Buy the book: Amazon   Barnes and Noble

Carola Lovering’s first novel concerns the life of a young woman named Lucy and her first experiences with love. Like so many, Lucy has a lot to learn about what love is and what it isn’t. As she strikes out on her own, leaving her East coast life for a West coast college, we learn that she is fleeing a secret about her home life that has been haunting her for four years. It’s easy to blame everything that happens next on that secret and its impact on her life, but it’s too easy. As Lucy meets Stephen, a young, slightly older man, early on in her first days at Baird College, she is swept up in a completely new lifestyle of partying, drugs, and sex that will unravel her life as she knows it.

This story is a coming of age tale for Lucy, who will face secrets, lies, and emotional distress over the course of the story, covering several years of her life. Her story will be recognizable to so many young women today. Everyone has dated a guy similar to Stephen, or knows a friend who did. The story will infuriate you as you silently plead for Lucy to get a clue about what is going on and get her life together, but it feels true to life.

The story is told from Lucy and Stephen’s point of view, alternating chapters and flitting between the early 2010s and present day. The story is broken into four parts, although they are not particularly distinct from each other. If you’re looking for likeable characters, this novel is not for you. You may pity Lucy, but you probably won’t think highly of her for most of the book. While Stephen is clearly the villain, Lucy certainly has her faults. Lucy’s musings on love serve as an interesting contradiction to Stephen’s thoughts on relationships. The juxtaposition is very reminiscent of predator-prey relationships.
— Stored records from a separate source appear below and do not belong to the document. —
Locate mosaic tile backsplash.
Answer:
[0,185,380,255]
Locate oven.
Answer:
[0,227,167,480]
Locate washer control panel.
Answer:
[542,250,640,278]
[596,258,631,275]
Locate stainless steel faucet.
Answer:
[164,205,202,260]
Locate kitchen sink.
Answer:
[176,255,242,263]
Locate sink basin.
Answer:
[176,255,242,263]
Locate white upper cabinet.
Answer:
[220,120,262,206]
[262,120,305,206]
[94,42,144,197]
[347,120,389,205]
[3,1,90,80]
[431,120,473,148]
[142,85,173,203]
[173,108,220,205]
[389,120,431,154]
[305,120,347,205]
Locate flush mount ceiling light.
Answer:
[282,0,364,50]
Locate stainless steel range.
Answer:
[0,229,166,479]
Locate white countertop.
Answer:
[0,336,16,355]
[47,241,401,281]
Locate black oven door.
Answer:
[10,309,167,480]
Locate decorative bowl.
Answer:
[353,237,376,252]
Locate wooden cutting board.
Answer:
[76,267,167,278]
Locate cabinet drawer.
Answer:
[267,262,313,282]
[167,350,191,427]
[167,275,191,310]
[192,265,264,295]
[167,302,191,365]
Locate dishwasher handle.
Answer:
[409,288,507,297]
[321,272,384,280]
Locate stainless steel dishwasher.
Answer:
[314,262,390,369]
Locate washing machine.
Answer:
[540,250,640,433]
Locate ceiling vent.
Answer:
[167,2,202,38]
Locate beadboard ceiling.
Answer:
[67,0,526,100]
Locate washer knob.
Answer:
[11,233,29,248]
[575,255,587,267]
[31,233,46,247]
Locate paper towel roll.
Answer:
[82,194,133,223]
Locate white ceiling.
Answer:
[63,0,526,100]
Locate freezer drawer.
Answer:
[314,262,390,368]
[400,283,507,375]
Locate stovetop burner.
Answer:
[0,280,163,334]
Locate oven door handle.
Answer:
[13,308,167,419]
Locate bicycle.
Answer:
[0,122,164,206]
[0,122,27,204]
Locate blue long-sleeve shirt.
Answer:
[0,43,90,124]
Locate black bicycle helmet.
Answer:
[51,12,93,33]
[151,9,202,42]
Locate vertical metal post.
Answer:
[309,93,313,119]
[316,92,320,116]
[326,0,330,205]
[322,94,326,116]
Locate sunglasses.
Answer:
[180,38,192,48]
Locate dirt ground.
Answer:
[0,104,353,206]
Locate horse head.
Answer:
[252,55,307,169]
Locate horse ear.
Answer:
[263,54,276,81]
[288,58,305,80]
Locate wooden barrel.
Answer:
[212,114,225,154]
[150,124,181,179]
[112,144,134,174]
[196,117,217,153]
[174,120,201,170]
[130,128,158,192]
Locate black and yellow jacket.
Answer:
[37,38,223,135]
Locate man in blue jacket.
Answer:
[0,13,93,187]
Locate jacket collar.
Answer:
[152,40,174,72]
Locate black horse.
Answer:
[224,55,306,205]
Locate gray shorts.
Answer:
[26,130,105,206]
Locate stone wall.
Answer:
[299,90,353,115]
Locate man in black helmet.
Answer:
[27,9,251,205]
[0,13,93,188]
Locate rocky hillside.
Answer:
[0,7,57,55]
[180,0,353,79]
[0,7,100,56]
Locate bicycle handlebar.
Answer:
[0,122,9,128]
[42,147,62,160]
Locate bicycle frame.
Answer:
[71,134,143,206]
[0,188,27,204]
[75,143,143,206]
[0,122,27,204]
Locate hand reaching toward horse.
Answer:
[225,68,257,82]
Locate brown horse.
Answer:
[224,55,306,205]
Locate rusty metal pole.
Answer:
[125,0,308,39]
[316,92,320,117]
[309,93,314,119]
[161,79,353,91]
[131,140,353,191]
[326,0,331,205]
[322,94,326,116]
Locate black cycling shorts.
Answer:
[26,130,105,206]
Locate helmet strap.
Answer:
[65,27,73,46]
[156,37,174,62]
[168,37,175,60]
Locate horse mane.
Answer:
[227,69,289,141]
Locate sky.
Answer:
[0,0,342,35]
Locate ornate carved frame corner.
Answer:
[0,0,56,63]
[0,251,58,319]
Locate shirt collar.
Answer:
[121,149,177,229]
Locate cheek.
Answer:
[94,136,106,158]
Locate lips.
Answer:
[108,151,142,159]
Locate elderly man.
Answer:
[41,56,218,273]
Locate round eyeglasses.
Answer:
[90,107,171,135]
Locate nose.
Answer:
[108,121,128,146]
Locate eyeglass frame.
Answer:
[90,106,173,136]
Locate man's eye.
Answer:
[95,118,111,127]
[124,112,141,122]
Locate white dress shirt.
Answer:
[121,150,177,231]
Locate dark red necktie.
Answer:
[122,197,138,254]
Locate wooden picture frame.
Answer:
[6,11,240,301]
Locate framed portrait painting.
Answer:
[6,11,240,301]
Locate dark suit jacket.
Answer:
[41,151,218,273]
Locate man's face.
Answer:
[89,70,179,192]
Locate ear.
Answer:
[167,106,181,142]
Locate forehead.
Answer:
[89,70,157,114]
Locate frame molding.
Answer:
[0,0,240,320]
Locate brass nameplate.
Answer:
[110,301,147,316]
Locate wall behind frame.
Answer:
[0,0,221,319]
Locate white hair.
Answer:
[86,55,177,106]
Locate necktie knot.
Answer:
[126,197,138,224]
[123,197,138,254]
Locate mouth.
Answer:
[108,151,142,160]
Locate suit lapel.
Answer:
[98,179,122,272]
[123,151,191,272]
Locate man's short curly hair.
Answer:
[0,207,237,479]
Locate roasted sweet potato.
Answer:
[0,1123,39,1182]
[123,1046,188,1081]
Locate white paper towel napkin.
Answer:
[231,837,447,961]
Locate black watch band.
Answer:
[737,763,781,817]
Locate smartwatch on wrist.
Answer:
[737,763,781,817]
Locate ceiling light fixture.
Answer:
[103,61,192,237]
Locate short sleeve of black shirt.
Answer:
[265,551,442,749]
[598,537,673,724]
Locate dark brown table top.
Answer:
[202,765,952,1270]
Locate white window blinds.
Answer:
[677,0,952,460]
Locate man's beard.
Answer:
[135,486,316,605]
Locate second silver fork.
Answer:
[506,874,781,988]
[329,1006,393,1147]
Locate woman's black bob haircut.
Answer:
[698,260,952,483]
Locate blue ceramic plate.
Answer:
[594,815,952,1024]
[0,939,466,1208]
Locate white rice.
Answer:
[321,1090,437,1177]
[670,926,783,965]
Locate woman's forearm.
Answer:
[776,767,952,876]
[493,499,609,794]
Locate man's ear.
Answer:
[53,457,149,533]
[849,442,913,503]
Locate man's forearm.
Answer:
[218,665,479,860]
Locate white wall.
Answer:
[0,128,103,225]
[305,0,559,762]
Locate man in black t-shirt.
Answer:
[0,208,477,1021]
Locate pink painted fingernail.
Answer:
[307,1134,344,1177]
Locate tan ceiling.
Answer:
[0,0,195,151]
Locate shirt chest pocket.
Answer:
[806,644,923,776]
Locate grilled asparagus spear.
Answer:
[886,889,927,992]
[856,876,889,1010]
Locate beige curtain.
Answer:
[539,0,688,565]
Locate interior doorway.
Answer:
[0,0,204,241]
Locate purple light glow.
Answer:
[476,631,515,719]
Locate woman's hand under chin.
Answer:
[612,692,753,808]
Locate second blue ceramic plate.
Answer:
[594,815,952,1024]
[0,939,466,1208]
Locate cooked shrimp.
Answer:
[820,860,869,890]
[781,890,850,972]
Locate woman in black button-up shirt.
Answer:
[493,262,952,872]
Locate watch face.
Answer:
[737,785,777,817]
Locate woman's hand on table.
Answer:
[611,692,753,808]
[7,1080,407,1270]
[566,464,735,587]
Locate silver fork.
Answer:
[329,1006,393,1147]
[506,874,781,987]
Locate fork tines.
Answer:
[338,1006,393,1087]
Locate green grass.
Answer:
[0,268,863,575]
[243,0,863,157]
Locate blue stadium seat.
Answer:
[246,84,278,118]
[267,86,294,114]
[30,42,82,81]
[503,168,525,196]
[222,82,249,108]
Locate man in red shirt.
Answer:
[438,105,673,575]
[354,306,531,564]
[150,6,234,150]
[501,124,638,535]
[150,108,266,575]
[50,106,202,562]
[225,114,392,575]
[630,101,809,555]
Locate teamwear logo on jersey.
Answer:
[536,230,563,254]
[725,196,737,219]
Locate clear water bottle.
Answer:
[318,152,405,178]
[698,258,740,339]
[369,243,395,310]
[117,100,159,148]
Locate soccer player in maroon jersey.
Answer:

This story won’t give you the warm and fuzzies, but the lessons it imparts are important. This was a good debut for this author, and I will definitely be keeping an eye out for her work in the future. That being said, with its emphasis on sex and drugs, this book will not be for everyone. I would recommend it to those who like their women’s fiction gritty and raw and want a focus on the strength of women’s friendships.

And lastly, while I don’t judge books based on them, I love the cover for this one.

Disclaimer: I received an e-galley of this book from NetGalley with the expectation of an honest review.

My rating:

lemonade_icon1 glass of lemonade= a book that can only be recommended to someone whose reading taste you know well, like a best friend.  There may be a fair amount of curse words, spicy sex scenes, or potentially morally repugnant behavior.  This does not mean that the book is bad, just that the audience might be a little more limited.